ICCV Poster StyleSRN: Scene Text Image Super-Resolution with Text Style Embedding

Poster

StyleSRN: Scene Text Image Super-Resolution with Text Style Embedding

Shengrong Yuan · Runmin Wang · Ke Hao · Xu-Qi Ma · Changxin Gao · Li Liu · Nong Sang

Exhibit Hall I #1729

[ Abstract ]

Wed 22 Oct 5:45 p.m. PDT — 7:45 p.m. PDT

Abstract:

Scene text image super-resolution (STISR) focuses on enhancing the clarity and readability of low-resolution text images. Existing methods often rely on text probability distribution priors derived from text recognizers to guide the super-resolution process. While effective in capturing general structural information of text, these priors lack the ability to preserve specific text style details, such as font, stereoscopic effect and spatial transformation, leading to a loss of visual quality and stylistic consistency in the super-resolved images.
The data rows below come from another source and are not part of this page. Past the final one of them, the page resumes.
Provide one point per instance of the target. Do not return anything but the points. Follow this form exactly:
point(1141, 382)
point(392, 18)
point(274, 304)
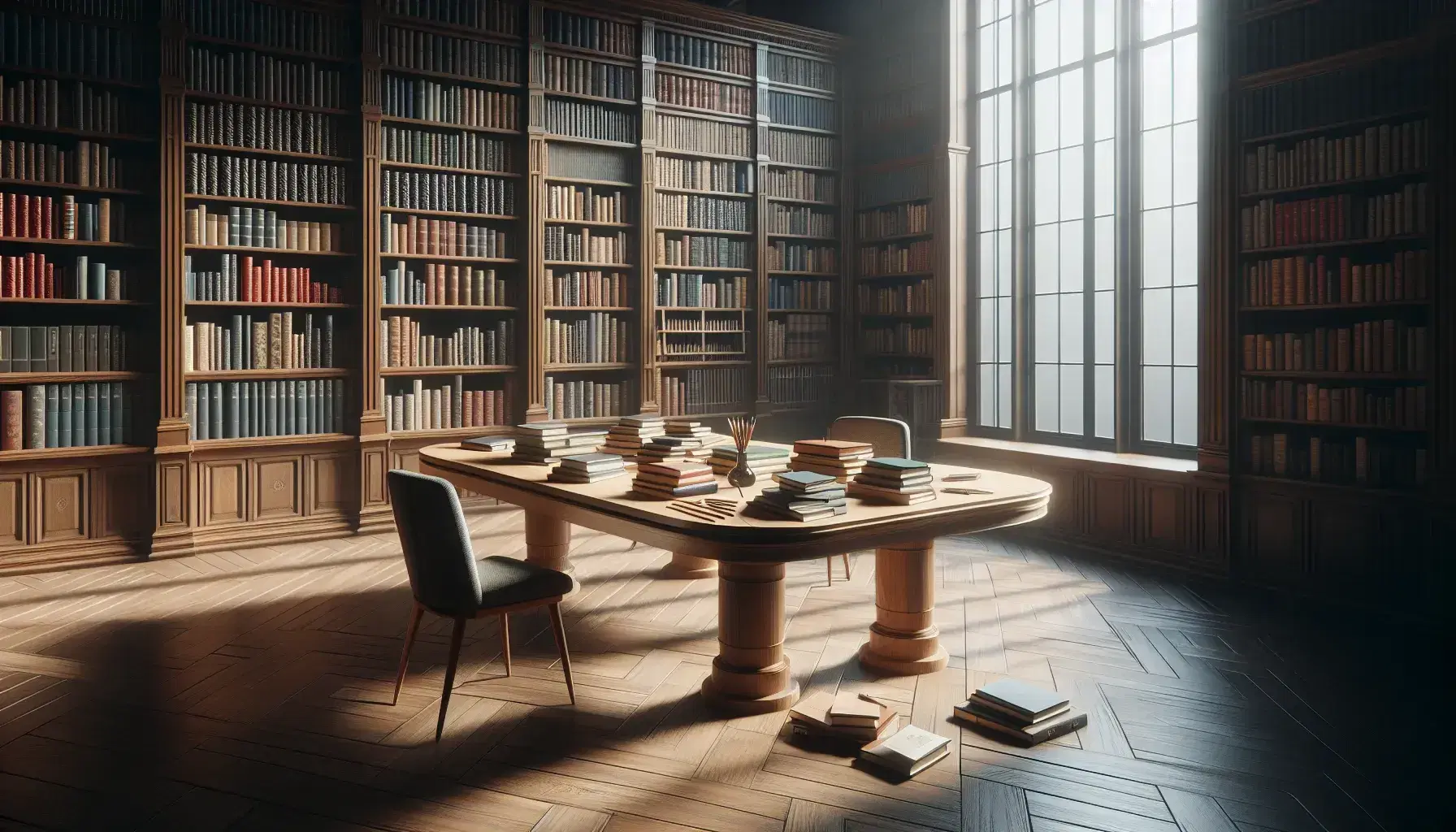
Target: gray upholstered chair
point(448, 582)
point(890, 437)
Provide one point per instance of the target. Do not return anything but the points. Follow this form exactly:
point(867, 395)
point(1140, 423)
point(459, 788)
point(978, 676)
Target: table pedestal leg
point(904, 640)
point(750, 674)
point(691, 567)
point(548, 540)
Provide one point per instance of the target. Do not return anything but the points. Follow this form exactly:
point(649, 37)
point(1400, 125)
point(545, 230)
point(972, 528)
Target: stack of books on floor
point(546, 442)
point(587, 468)
point(840, 717)
point(1021, 714)
point(673, 479)
point(630, 433)
point(834, 457)
point(895, 479)
point(763, 459)
point(801, 496)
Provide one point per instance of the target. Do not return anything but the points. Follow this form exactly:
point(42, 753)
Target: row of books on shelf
point(1378, 150)
point(587, 288)
point(702, 53)
point(245, 73)
point(453, 149)
point(707, 213)
point(259, 228)
point(64, 106)
point(251, 178)
point(807, 337)
point(704, 93)
point(586, 203)
point(246, 410)
point(255, 282)
point(1336, 219)
point(69, 349)
point(259, 127)
point(501, 16)
point(448, 104)
point(801, 110)
point(702, 136)
point(62, 218)
point(411, 233)
point(895, 220)
point(89, 163)
point(1305, 280)
point(788, 148)
point(441, 284)
point(1296, 401)
point(62, 46)
point(70, 414)
point(1343, 461)
point(704, 251)
point(301, 29)
point(800, 384)
point(803, 220)
point(462, 193)
point(34, 275)
point(590, 121)
point(584, 245)
point(586, 398)
point(790, 184)
point(801, 257)
point(895, 258)
point(909, 299)
point(1366, 347)
point(561, 73)
point(596, 338)
point(700, 290)
point(450, 54)
point(402, 343)
point(448, 405)
point(705, 176)
point(268, 344)
point(704, 391)
point(792, 293)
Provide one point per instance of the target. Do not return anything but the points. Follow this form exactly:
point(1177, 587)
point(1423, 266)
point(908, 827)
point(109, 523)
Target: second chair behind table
point(448, 580)
point(890, 437)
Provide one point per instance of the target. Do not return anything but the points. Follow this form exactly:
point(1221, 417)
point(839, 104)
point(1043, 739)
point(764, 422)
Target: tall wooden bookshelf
point(1338, 288)
point(389, 223)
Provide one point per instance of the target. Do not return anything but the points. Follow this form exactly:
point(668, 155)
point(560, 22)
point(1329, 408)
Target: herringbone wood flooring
point(249, 691)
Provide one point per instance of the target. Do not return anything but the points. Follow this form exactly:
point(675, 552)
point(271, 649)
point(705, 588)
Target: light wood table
point(750, 674)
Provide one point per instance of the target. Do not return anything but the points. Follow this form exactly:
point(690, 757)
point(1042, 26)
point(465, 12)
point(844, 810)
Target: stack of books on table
point(630, 433)
point(1021, 714)
point(843, 717)
point(801, 496)
point(763, 459)
point(839, 458)
point(587, 468)
point(546, 442)
point(673, 479)
point(893, 479)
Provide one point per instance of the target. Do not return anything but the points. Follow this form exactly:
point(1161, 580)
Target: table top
point(610, 506)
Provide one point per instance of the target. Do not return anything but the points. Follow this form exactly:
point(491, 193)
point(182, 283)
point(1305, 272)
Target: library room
point(726, 416)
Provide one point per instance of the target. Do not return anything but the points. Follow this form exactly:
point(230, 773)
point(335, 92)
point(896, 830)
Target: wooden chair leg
point(455, 659)
point(560, 631)
point(410, 641)
point(505, 641)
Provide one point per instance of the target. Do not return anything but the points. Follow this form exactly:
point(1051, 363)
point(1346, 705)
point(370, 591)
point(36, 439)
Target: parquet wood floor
point(248, 691)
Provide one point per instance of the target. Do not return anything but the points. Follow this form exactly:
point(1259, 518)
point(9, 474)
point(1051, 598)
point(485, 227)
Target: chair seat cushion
point(507, 580)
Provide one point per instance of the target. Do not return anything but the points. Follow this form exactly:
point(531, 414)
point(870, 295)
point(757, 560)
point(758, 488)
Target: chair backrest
point(436, 541)
point(890, 436)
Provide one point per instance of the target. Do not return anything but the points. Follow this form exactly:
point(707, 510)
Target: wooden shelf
point(448, 370)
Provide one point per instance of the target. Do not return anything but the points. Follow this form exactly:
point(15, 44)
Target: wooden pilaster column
point(175, 497)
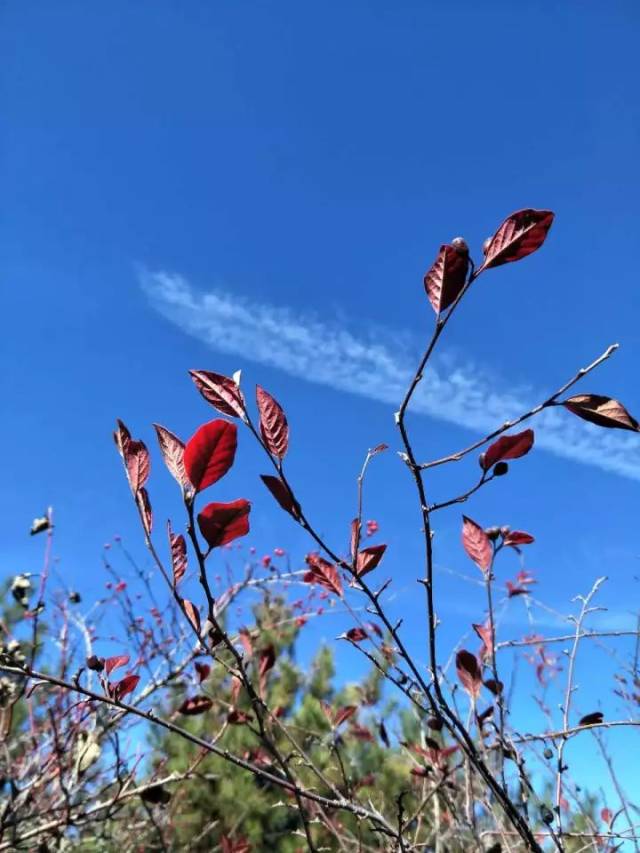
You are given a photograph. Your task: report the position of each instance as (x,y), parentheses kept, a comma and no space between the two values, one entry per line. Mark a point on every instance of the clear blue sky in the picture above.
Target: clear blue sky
(262,186)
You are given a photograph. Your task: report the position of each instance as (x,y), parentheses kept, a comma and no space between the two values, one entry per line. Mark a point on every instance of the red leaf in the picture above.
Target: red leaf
(323,573)
(125,686)
(476,543)
(357,635)
(602,411)
(446,278)
(273,423)
(115,662)
(172,449)
(195,705)
(519,235)
(137,462)
(222,523)
(369,558)
(210,453)
(144,504)
(517,537)
(221,391)
(507,447)
(178,554)
(192,613)
(592,719)
(203,670)
(469,673)
(282,494)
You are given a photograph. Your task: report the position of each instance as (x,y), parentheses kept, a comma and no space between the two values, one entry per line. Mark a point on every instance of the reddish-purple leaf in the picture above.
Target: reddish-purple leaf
(221,391)
(519,235)
(222,523)
(192,613)
(203,670)
(357,635)
(468,670)
(210,453)
(172,449)
(125,686)
(369,558)
(115,662)
(323,573)
(282,494)
(446,278)
(515,538)
(593,719)
(602,411)
(146,513)
(507,447)
(476,543)
(273,423)
(137,462)
(178,547)
(195,705)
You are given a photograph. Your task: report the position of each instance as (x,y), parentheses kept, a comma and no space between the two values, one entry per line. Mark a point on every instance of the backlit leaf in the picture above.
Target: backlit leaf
(468,670)
(273,423)
(602,411)
(282,494)
(210,453)
(195,705)
(221,523)
(476,543)
(125,686)
(519,235)
(324,573)
(178,548)
(222,392)
(369,558)
(515,538)
(446,278)
(172,449)
(507,447)
(115,662)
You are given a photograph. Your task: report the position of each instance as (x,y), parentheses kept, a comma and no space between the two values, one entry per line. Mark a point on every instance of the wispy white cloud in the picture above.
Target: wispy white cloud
(374,365)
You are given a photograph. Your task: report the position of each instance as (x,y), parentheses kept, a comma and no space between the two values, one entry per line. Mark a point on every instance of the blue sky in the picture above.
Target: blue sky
(262,186)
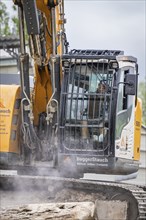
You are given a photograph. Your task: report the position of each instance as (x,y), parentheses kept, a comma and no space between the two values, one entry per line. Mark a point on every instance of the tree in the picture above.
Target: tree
(142,95)
(5,21)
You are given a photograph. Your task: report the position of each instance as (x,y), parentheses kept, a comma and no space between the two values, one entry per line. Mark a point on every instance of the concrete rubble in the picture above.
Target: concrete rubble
(54,211)
(100,210)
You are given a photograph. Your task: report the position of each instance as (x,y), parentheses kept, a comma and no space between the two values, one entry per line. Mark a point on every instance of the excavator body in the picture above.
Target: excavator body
(82,115)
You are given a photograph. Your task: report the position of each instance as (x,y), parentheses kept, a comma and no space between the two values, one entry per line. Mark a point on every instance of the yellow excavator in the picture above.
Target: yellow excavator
(82,115)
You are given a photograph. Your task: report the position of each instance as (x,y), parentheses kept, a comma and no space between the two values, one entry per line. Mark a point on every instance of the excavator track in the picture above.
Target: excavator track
(134,195)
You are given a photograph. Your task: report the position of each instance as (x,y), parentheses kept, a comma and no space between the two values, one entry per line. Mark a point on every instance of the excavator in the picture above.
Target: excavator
(82,114)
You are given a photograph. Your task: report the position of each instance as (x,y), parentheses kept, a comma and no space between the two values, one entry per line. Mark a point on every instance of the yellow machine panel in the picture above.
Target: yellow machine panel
(9,118)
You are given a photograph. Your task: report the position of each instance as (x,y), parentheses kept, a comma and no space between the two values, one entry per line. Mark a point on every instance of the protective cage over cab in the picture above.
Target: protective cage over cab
(89,125)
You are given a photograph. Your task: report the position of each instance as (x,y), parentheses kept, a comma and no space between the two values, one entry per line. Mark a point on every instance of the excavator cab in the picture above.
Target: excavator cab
(91,123)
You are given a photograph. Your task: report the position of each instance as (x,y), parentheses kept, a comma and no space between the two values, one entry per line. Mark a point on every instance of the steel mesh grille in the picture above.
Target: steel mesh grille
(86,106)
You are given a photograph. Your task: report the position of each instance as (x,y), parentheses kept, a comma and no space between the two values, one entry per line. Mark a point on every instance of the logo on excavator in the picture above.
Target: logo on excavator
(3,108)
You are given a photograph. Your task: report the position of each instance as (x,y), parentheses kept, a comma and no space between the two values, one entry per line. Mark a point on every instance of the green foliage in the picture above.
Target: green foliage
(142,95)
(6,22)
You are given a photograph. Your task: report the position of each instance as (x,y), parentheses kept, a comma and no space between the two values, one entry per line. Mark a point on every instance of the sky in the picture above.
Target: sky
(110,24)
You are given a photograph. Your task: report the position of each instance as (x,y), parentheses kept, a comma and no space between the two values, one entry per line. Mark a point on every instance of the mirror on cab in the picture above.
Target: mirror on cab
(130,84)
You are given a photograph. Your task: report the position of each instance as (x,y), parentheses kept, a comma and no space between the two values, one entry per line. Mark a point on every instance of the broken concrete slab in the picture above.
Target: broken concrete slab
(54,211)
(115,210)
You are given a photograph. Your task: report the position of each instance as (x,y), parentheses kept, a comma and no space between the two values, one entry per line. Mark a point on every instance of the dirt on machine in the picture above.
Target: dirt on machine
(82,115)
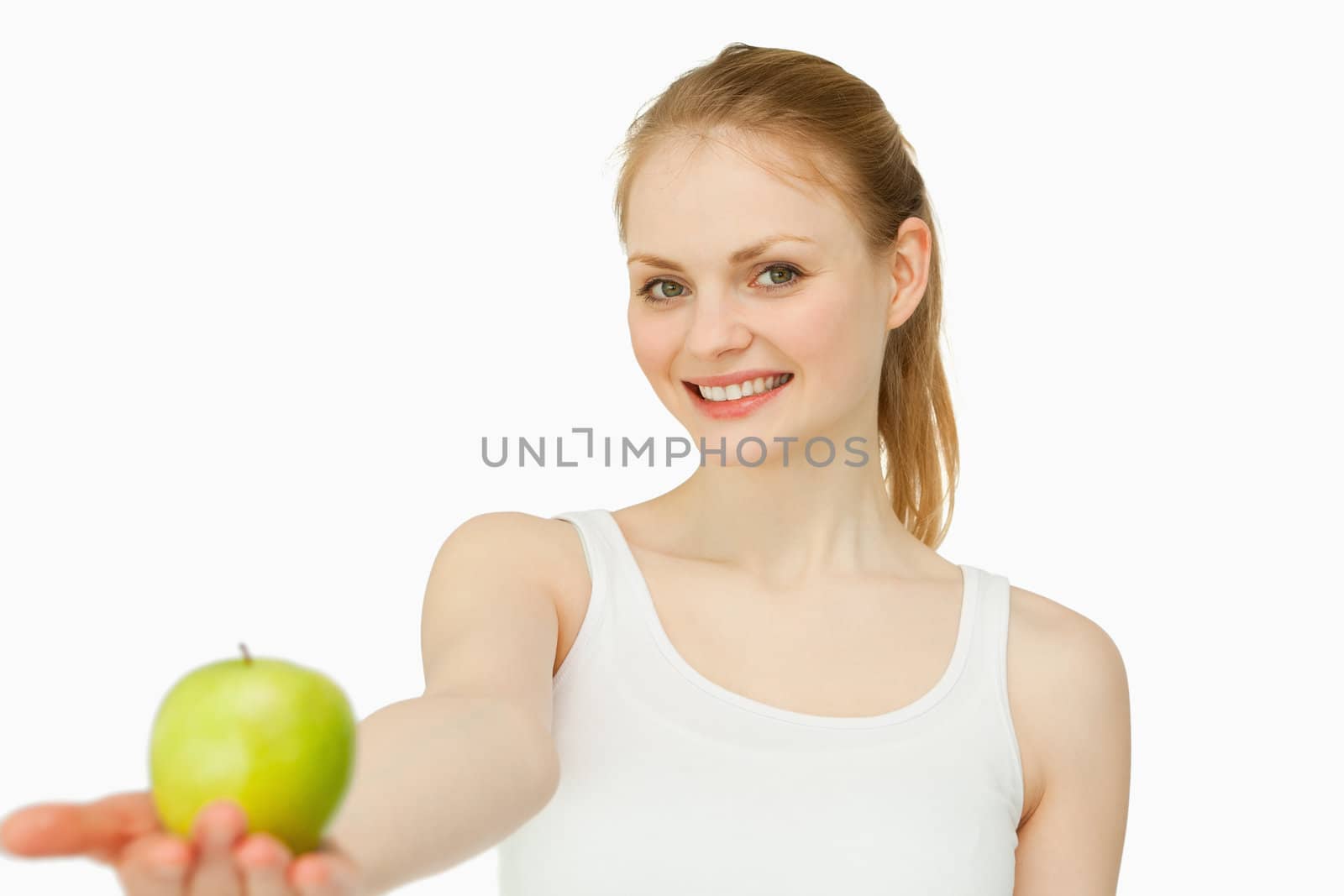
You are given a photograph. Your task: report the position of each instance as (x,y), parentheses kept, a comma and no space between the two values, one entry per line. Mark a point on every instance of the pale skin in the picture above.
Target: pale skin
(746,563)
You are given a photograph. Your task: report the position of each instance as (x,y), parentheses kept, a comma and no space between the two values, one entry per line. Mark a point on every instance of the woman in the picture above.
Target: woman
(766,680)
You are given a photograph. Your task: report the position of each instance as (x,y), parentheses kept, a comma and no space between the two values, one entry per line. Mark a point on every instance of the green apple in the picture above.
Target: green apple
(273,736)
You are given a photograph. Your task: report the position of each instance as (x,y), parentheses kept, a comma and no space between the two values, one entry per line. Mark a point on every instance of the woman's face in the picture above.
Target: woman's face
(812,305)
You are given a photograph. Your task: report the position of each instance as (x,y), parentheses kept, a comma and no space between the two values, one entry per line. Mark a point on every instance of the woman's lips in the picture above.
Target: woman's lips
(732,409)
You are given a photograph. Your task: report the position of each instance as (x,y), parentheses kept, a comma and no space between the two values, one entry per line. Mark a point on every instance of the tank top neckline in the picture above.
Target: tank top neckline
(927,701)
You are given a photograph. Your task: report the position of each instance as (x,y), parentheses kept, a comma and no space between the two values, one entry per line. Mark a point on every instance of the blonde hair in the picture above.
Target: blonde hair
(837,128)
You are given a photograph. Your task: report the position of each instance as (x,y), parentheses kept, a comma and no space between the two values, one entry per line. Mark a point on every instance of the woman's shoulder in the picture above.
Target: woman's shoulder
(1066,683)
(546,550)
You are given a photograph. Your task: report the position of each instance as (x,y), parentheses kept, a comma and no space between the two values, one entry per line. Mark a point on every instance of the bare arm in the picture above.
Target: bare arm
(1072,842)
(438,779)
(449,774)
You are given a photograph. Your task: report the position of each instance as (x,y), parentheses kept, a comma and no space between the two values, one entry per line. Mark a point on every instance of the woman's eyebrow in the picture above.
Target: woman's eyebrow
(743,254)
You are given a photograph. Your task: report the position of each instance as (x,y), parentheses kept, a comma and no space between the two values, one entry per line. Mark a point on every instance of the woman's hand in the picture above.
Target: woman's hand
(219,859)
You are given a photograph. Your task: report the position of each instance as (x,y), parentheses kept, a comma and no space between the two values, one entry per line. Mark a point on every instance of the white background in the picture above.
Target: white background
(269,271)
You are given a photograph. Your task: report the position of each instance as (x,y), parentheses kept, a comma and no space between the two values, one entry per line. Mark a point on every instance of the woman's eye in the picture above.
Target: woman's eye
(785,269)
(772,273)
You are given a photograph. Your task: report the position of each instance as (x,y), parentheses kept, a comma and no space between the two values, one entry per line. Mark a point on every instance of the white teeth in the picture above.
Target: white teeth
(743,389)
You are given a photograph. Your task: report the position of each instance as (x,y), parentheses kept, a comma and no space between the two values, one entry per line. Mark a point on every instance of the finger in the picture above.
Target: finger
(265,864)
(323,873)
(155,866)
(215,831)
(100,829)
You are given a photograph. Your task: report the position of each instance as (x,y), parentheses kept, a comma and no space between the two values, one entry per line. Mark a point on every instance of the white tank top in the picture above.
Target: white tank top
(672,785)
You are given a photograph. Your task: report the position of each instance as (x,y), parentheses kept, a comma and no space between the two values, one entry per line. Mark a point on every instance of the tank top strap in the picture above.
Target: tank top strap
(604,566)
(985,681)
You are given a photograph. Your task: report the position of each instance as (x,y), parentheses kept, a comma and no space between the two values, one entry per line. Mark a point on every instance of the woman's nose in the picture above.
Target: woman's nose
(717,325)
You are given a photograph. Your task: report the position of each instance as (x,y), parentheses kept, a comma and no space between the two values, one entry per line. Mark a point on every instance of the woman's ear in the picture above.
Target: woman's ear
(909,269)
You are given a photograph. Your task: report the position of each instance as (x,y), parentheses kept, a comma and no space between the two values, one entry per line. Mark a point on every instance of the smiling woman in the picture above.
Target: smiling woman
(768,680)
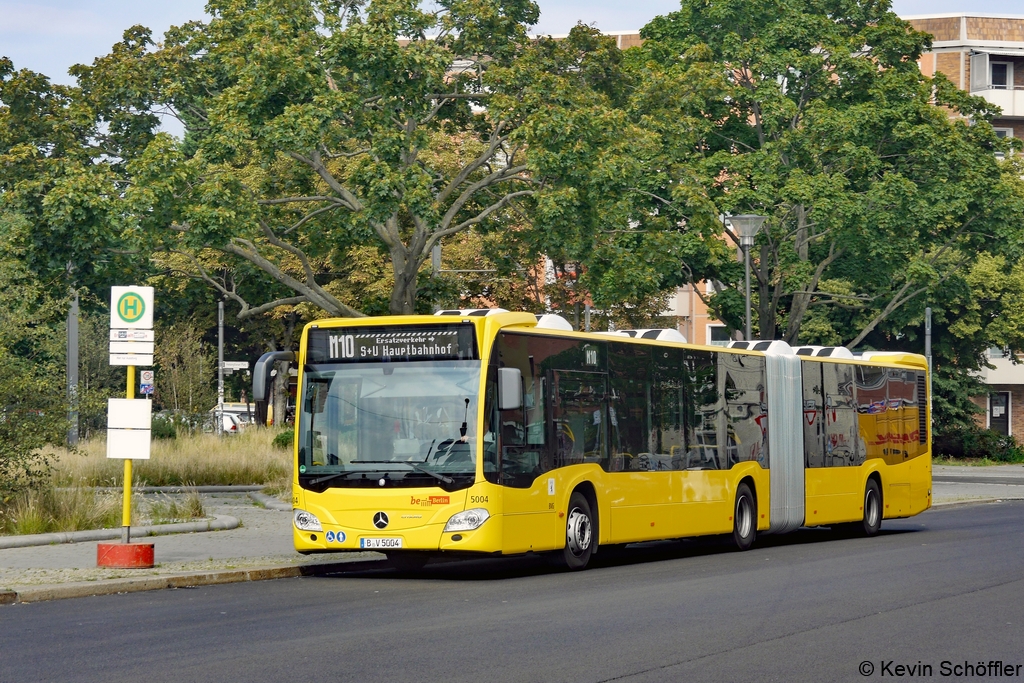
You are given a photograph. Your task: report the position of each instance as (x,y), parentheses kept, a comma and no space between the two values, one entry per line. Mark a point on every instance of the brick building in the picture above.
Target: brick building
(984,54)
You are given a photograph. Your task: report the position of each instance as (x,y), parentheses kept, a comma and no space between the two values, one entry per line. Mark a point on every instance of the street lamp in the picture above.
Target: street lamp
(748,225)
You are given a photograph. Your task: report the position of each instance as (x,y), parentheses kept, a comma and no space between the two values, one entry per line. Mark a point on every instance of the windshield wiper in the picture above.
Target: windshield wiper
(436,475)
(415,466)
(331,476)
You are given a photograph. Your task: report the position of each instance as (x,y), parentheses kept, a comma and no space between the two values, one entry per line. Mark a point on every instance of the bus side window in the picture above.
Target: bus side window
(491,422)
(814,419)
(579,419)
(843,444)
(745,402)
(872,406)
(520,433)
(702,412)
(629,415)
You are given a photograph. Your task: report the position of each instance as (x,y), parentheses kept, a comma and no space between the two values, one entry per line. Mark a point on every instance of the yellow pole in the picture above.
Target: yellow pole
(126,511)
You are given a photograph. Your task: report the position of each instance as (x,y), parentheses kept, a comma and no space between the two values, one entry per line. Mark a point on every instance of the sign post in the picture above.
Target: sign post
(129,420)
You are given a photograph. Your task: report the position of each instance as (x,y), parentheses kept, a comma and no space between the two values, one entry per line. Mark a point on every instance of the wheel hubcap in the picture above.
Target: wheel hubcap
(743,515)
(578,531)
(871,507)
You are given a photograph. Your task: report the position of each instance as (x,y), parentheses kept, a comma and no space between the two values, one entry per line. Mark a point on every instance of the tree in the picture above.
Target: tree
(315,129)
(62,176)
(33,413)
(820,120)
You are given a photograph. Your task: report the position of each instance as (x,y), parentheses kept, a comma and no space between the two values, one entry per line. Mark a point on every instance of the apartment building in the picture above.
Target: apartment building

To address these limitations, we propose a Style embedding-based scene text image Super-Resolution Network (StyleSRN), which introduces a text style embedding mechanism to preserve and enhance text style features during the super-resolution process. The proposed architecture includes a Style Enhancement Block for capturing multi-scale cross-channel dependencies, and a Style Content Fusion Block that effectively integrates text content with style information, ensuring that the structure and style of the restored text are not distorted. Furthermore, we introduce a Text Style Loss based on the Gram matrix to supervise the reconstruction process at the style level, thereby maintaining the stylistic consistency of the restored text images. Extensive experiments on the TextZoom dataset and five scene text recognition benchmarks demonstrate the superiority of our method. The code will be released in the future.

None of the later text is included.